ロイド君って女の子好きだから油断してると危ないよ!
なるべく2人きりにならない方がいいし、迫って来たら逃げること!」
ロイド先輩が?全然そんな風には見えないが……
「あはは、ロイド先輩が私なんかに興味を持つ訳ないですよ、
考えすぎじゃないですか?」
私が言うと彼は深いため息を吐く。
「あー……やっぱり言ってる……
リコって異性苦手な癖に警戒心ないんだもん」
「トウマ様が心配しすぎなんですよ、
わざわざ私を狙う殿方なんていませんから。」
私が笑うと、トウマ様は不服そうに顔を歪める
…しかし、私の事をそんなに心配してくれていたなんて少し嬉しい。
「トウマ様はその後どうですか?バディの方、見つかりました?」
尋ねると、図書室の扉が開き絵画に出てくる様な美しい少女が顔を覗かせる。
「……カレン……」
「あ、ごめんね!トウマ様が図書室に向かったって聞いたから覗いてみたのだけど……」
どうしてカレンがトウマ様を探していたんだろう?
「彼女、能力試験の時だけバディを組んで貰える事になったんだ!」
トウマ様が明るく言い放つ。
「でも、カレンのバディはルネ様じゃ?」
「ルネ様、試験を受けるのに聖女は要らないって意地張っちゃって……だから私1人であぶれてたの。」
それでトウマ様とバディを……
「あ……頑張ってね!カレン、トウマ様に用事があるんじゃないの?」
「そうなんです、ちょっと試験について相談があって……トウマ様の祈りが上手くいかない件なんですけど……

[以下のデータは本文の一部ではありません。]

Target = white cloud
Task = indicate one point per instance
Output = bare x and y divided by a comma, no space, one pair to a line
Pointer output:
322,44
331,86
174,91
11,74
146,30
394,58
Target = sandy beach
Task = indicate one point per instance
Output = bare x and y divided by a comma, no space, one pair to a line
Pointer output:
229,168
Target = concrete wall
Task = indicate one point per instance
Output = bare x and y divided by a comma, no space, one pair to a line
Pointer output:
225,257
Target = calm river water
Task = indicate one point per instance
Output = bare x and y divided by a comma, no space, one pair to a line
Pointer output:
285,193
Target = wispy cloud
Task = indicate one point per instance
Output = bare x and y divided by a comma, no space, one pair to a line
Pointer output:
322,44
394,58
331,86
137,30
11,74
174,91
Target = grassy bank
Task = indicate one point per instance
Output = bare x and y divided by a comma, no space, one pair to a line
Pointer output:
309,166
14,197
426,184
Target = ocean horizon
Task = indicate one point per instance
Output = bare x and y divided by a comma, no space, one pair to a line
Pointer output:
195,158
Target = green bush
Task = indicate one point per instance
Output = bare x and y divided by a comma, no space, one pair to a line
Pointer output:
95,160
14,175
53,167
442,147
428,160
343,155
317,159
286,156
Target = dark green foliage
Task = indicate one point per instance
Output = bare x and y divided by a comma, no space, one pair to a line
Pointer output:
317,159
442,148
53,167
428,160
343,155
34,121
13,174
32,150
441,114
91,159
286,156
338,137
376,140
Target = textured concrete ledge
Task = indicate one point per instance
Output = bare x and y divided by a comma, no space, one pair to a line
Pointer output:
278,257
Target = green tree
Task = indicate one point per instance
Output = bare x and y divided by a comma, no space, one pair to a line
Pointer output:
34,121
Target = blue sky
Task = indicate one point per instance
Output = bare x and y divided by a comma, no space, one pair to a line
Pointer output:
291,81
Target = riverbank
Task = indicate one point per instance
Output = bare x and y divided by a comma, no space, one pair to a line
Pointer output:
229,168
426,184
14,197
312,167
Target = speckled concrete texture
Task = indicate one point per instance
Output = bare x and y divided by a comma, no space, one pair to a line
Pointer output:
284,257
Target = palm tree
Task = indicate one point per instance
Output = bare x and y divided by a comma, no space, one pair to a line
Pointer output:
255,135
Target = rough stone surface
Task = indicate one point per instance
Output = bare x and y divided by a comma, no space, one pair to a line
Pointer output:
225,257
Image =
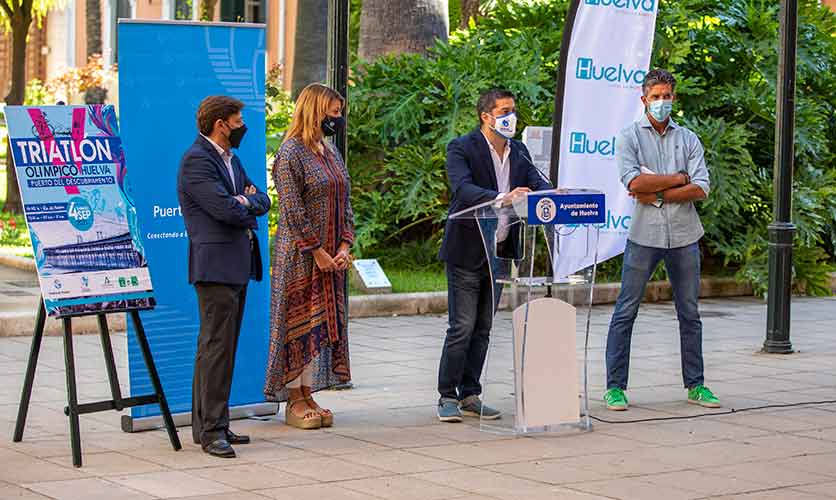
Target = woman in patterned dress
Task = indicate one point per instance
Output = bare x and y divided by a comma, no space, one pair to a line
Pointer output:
308,334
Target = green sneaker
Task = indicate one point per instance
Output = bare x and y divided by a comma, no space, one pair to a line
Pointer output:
616,399
702,395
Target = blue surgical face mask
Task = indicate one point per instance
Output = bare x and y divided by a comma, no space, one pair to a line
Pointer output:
506,125
660,110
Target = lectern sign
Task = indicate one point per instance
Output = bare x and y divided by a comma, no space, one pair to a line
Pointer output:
71,171
566,208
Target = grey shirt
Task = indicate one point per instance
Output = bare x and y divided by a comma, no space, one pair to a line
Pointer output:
673,225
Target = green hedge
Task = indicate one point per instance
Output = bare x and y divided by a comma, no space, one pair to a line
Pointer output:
405,109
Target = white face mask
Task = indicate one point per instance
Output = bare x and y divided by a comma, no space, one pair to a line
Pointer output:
506,125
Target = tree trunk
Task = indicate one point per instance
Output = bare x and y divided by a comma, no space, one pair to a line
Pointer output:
20,24
310,55
469,8
94,95
401,26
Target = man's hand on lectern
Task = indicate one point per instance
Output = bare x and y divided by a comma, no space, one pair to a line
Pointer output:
509,198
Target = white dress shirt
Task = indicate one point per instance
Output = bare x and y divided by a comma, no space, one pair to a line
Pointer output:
502,168
226,156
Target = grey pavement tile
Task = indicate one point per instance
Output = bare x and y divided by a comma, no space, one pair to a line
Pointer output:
28,469
250,477
683,432
704,483
550,471
486,482
12,492
825,490
791,445
190,457
110,464
828,433
402,488
708,454
769,475
785,422
405,437
633,463
238,495
87,489
780,494
399,462
51,447
331,444
634,488
321,469
816,464
171,484
330,491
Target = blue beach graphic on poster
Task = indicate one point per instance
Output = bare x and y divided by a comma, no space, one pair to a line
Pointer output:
71,171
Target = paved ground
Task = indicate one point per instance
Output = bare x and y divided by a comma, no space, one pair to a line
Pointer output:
387,444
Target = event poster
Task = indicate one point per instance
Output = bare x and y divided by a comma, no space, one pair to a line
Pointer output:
71,171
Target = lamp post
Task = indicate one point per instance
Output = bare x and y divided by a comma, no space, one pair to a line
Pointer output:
338,58
782,230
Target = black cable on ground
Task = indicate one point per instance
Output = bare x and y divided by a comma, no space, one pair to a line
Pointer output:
713,414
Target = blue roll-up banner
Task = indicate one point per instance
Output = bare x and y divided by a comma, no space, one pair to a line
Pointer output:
165,70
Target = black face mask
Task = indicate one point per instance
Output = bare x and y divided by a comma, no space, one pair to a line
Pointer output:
236,134
331,126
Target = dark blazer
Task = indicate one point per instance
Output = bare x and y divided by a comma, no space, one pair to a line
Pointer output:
472,179
219,227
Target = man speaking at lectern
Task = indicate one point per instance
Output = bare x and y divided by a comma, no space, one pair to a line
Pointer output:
486,164
662,164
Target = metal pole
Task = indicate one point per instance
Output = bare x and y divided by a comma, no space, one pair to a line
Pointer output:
338,58
782,230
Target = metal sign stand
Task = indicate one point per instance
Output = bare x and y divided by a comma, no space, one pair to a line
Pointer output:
118,403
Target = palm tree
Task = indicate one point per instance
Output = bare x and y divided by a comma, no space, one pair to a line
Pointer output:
399,26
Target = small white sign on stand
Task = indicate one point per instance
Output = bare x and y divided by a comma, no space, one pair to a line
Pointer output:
371,277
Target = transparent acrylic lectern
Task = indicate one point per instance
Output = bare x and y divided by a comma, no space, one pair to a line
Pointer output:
532,373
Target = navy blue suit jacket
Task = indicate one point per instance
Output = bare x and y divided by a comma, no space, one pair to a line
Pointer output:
472,179
219,227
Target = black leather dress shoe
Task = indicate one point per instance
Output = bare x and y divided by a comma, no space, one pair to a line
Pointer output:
220,448
233,438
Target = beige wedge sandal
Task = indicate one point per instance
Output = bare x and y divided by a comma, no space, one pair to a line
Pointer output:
310,420
327,416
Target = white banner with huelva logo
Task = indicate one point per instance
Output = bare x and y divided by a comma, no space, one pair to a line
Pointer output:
608,58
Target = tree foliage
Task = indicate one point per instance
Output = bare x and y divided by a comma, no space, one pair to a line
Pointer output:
405,109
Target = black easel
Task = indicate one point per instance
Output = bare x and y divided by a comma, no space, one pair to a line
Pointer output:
118,403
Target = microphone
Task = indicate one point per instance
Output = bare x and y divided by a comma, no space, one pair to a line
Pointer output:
541,174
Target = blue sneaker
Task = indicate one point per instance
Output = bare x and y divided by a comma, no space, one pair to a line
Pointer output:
448,410
472,407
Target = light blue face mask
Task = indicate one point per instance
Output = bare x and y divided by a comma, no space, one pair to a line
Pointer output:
660,110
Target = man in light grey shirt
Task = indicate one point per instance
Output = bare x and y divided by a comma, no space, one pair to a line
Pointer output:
662,165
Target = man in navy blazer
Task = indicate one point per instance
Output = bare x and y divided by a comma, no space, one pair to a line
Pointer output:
486,164
220,205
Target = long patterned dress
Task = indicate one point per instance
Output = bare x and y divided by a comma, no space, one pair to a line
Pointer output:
308,307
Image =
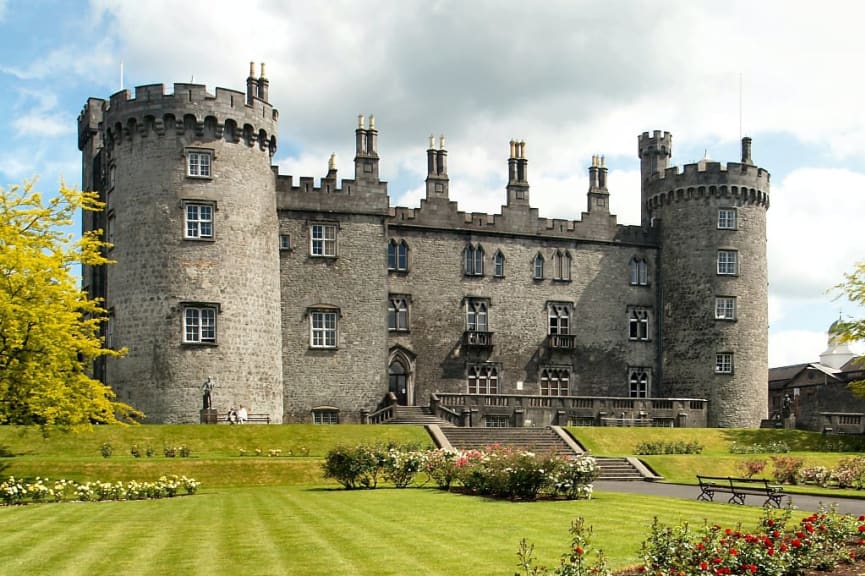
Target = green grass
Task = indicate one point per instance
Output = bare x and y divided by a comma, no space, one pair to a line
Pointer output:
311,531
276,515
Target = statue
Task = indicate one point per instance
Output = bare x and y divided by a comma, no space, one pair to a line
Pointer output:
208,389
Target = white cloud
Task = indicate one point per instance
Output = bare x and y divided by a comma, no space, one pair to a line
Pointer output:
41,125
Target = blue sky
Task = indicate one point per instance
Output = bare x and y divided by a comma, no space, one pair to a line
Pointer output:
572,78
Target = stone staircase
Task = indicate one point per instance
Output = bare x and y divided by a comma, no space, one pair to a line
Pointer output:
540,440
617,469
417,415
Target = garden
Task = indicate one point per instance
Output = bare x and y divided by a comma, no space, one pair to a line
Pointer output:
262,505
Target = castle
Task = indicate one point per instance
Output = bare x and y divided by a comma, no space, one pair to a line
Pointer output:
321,302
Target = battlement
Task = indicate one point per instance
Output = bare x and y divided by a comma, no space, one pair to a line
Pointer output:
745,182
660,142
227,114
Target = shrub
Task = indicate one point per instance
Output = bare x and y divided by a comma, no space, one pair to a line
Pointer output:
668,447
574,562
819,475
356,467
750,467
106,450
850,473
785,469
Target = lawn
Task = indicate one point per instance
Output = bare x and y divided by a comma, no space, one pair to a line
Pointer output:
261,514
312,530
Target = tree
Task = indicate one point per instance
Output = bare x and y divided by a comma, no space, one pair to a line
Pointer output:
49,328
853,287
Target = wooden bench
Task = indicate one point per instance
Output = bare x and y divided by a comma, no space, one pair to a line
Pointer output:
738,488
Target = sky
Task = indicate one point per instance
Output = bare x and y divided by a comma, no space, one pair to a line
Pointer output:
571,78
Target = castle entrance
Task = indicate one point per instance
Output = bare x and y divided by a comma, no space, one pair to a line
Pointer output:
398,382
400,375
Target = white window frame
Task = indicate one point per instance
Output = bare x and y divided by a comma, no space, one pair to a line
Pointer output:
324,329
322,240
728,262
198,220
477,315
639,382
397,256
555,381
499,264
724,363
638,324
474,260
398,313
325,416
538,267
559,316
727,218
482,378
725,307
199,323
562,266
199,163
639,272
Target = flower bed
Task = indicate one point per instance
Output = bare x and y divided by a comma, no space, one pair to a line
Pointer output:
496,471
14,491
776,547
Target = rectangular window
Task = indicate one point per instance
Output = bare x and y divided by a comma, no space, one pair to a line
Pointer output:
199,324
638,324
724,363
725,308
555,381
726,219
638,382
477,316
198,163
199,221
323,328
322,240
483,379
728,262
325,417
397,313
559,318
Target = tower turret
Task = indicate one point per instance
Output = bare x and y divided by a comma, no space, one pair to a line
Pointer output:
711,222
437,170
191,211
518,178
654,152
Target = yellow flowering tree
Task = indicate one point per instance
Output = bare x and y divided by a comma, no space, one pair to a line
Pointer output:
853,287
49,328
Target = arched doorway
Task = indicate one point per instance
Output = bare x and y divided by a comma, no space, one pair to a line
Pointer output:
400,373
398,382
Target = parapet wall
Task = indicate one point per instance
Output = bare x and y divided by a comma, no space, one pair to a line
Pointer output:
747,183
227,114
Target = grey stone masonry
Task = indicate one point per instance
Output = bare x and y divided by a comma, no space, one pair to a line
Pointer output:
317,301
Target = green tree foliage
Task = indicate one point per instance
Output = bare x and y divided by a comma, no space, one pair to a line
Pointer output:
49,328
853,287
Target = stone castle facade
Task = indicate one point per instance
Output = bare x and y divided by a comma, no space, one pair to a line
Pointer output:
320,302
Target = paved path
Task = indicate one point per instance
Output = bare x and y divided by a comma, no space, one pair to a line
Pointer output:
853,506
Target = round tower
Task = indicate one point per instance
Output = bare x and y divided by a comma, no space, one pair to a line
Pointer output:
191,212
713,280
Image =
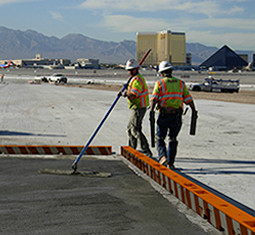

何か作戦を立てないと私たち補習になってしまいますわ。」
トウマ様、やはりまだ強化魔法が苦手なんだ。
「それだったら、魔法を放った後に強化するのがいいと思う!
この本と…この本に既にある魔法の効力を強める方法が書いてあるから見てみて。」
私はカレンにそう言って本を渡す。
「まあ、ありがとう!トウマ様、試してみたいので魔術訓練場まで来れますか?」
「わかった、リコ!また今度ね!」
トウマ様はそう言って図書室を後にする。
『知ってるか?ルネ様ってカレン嬢に一目惚れしたらしいぜ。』
刹那、半年前学校を騒がせた噂を思い出す。
……何で、胸がざわついてるんだろう?変なの……。
ーーーー
夕方、戸締りを済ませると
私は帰宅する為に校門へ向かっていた。
すると女子生徒の悲痛な叫びが聞こえて来る。
「ねえ聞きました!?
トウマ様に好きな女性がいるんですって!」
私は思わず足を止め、固まってしまう。
「貴族の出で顔も麗しく、才色兼備のご令嬢なんだとか……!」
それって――カレンのことじゃ?
……うん、まあそうだよね、別に不思議じゃないよ。
あれだけ美人で上品で性格も良かったら好かれるに決まってる。
トウマ様ぐらい素敵な人だったらあのくらい綺麗な子に惹かれるよね。
トウマ様と私は「友達」、それ以上でも以下でもない。
なのに、一瞬思ってしまった。
「トウマ様は女性が苦手だから、女性を好きになるはずない。何かの間違いだ」って。
トウマ様のコンプレックスを知っておきながらそれを材料に安心しようとするなんて……
―――最低。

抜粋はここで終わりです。